MÁRIO KOZEL FILHO - 50 ANOS DE UMA COVARDIA

1968 é considerado o ano mais marcante da década de 60 e um dos mais agitados do século XX. Foi um ano de fatos importantes, como o início dos transplantes de coração, a (curta) Primavera de Praga, a viagem em órbita da Lua, as revoltas estudantis, a intensificação dos conflitos no Vietnã e, no Brasil, a edição do AI-5 e o fechamento do Congresso. Foi nesse ano, mais precisamente em 26 de junho, que o terrorismo de esquerda perpetrou um de seus atos mais covardes. A vítima foi um recruta de apenas 18 anos, Mário Kozel Filho. Incorporado ao serviço militar obrigatório em janeiro daquele ano, Kuca, como era chamado pela família, foi designado para servir em Osasco. Em 26 de junho, estava de sentinela em uma das guaritas do QG do II Exército, inaugurado três meses antes, ao lado do ginásio do Ibirapuera, em São Paulo. Por volta de 4h30 da madrugada, percebeu que algo errado estava acontecendo. Primeiro, ouviu um tiro disparado por outra sentinela contra uma picape que corria pela rua dos fundos do QG e não obedeceu a ordem para parar.
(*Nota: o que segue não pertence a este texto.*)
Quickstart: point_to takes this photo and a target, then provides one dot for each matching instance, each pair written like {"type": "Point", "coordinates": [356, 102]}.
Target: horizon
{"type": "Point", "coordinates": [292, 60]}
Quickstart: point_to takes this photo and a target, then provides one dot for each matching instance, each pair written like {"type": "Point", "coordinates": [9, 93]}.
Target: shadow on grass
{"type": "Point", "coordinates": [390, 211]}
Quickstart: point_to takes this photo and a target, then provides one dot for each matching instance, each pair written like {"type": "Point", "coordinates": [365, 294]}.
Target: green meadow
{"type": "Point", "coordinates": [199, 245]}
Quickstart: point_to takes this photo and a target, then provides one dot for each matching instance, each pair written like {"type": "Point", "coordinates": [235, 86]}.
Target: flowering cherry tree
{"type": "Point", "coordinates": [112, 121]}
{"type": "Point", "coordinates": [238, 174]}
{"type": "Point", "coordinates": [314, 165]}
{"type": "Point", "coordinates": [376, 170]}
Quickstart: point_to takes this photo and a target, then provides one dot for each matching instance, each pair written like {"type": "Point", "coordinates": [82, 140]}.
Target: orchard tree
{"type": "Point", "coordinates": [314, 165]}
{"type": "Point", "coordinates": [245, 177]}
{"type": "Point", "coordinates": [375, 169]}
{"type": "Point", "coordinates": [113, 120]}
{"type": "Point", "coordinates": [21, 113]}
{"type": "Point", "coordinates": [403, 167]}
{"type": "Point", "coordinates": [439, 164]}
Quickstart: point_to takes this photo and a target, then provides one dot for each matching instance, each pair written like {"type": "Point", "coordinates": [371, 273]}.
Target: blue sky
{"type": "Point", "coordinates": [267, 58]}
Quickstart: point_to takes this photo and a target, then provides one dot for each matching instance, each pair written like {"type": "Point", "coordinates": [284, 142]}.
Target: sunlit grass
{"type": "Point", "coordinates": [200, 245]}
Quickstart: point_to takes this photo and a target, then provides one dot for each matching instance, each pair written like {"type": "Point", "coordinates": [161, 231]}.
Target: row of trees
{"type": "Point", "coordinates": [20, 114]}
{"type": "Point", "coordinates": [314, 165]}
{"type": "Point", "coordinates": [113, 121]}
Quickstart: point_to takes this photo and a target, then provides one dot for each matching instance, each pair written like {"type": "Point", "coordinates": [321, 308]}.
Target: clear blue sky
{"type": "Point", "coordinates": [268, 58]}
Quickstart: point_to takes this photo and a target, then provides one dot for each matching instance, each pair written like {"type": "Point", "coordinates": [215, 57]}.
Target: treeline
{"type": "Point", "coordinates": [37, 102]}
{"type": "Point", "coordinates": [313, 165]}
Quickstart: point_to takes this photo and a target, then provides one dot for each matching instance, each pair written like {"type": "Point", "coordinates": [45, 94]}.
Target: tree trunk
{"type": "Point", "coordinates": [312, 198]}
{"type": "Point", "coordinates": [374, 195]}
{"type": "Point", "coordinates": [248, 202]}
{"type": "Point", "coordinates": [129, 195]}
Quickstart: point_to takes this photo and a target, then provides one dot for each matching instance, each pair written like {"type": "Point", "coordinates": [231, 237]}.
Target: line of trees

O veículo percorreu mais alguns metros quando o motorista saltou e foi recolhido por um Fusca que passava pelo local. A picape deveria chocar-se contra o portão do QG, mas, desgovernada, bateu num poste e, em seguida, parou junto a um muro do quartel. Sem entender direito o que estava acontecendo, Mário Kozel Filho saiu de seu posto e aproximou-se do veículo. Neste instante, cerca de 30 quilos de dinamite explodiram, estraçalhando seu corpo. Um de seus braços foi encontrado a cerca de 30 metros de distância. Outros seis militares foram feridos na explosão.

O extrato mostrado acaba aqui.